2M0437 b, or 2MASS J04372171+2651014 b, is an extrasolar planet that orbits the red dwarf of the pre-main sequence 2MASS J04372171+2651014, 418 light-years away in the constellation of Taurus. It is a gas giant, with a mass 4 times that of Jupiter. It is one of the few exoplanets directly imaged. The planet is of importance to astronomers as it challenges models of planet formation by nucleus accretion and disk instability.

Star 
The host star is a low mass red dwarf star (a mass of 0.15-0.18 solar masses) that belongs to the pre-main sequence with a temperature of 3100 K. Although K2 detected a quasiperiodic dimming of nearby circumstellar dust, the star it lacks an excess infrared emission detectable from a circumstellar disk and its Hα emission is not proportional to accretion.
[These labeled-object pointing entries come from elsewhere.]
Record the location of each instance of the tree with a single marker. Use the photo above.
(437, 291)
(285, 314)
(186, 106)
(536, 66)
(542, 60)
There is also evidence of a second extremely faint object 75 arc-seconds apart that is possibly linked to the star.

Discovery 
2MASS J0437 b was first observed in March 2018 in images from the Subaru Telescope. The observations required three years to confirm that the observed object was not a background star since the star has a very slow apparent movement across the sky.

Characteristics 
It is a super-Jupiter-type planet with a mass of 4 or 5 times that of Jupiter, at a distance of 118 AU from its star and an age between 2 and 5 million years. It is one of the youngest planets discovered. Together with their star they belong to a 1 to 5 million year old Taurus star formation region. Its effective temperature of ~ 1450 K gives it a spectrum of the L8-9 spectral type.